Open yuanqidu opened 7 months ago
Hello yuanqidu,
Thanks for your interest in design-bench
!
The benchmark keeps two copies of an MBO dataset---a private internal version that matches the format expected by the oracle model, and a public version exposed to the user for benchmarking their own algorithms.
The code for this separation is located in four functions:
dataset_to_oracle_x
: https://github.com/brandontrabucco/design-bench/blob/e52939588421b5433f6f2e9b359cf013c542bd89/design_bench/oracles/oracle_builder.py#L261
dataset_to_oracle_y
: https://github.com/brandontrabucco/design-bench/blob/e52939588421b5433f6f2e9b359cf013c542bd89/design_bench/oracles/oracle_builder.py#L315
oracle_to_dataset_x
: https://github.com/brandontrabucco/design-bench/blob/e52939588421b5433f6f2e9b359cf013c542bd89/design_bench/oracles/oracle_builder.py#L359
oracle_to_dataset_y
: https://github.com/brandontrabucco/design-bench/blob/e52939588421b5433f6f2e9b359cf013c542bd89/design_bench/oracles/oracle_builder.py#L414
This boilerplate code handles the conversion from oracle format to public format.
For a particular task
from design-bench, you can find out what format the oracle expects by checking task.oracle.expect_normalized_x
and task.oracle.expect_normalized_y
.
Design-Bench internally manages these to ensure the format is correct when task.predict(xs)
is called, where xs
is a batch of designs you want to evaluate.
This section of the README may help too:
import design_bench
task = design_bench.make('TFBind8-Exact-v0')

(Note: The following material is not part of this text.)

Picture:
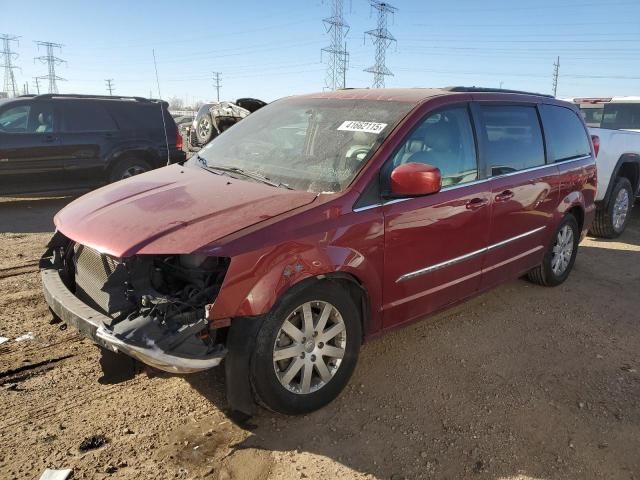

# convert x to logits of a categorical probability distribution
task.map_to_logits()
discrete_x = task.to_integers(task.x)
# normalize the inputs to have zero mean and unit variance
task.map_normalize_x()
original_x = task.denormalize_x(task.x)
# normalize the outputs to have zero mean and unit variance
task.map_normalize_y()
original_y = task.denormalize_y(task.y)
# remove the normalization applied to the outputs
task.map_denormalize_y()
normalized_y = task.normalize_y(task.y)
# remove the normalization applied to the inputs
task.map_denormalize_x()
normalized_x = task.normalize_x(task.x)
# convert x back to integers
task.map_to_integers()
continuous_x = task.to_logits(task.x)
Dear authors,
Thanks for open sourcing this library. I'm trying to understand if the oracles were trained on normalized or unnormalized x. Thank you for your help. If yes, what dataset they were used for normalizing them? Since when we use the oracle, we can only normalize them by the provided dataset (smaller), would this cause problems as input to the oracle (if normalized on a larger dataset)?
Best, Yuanqi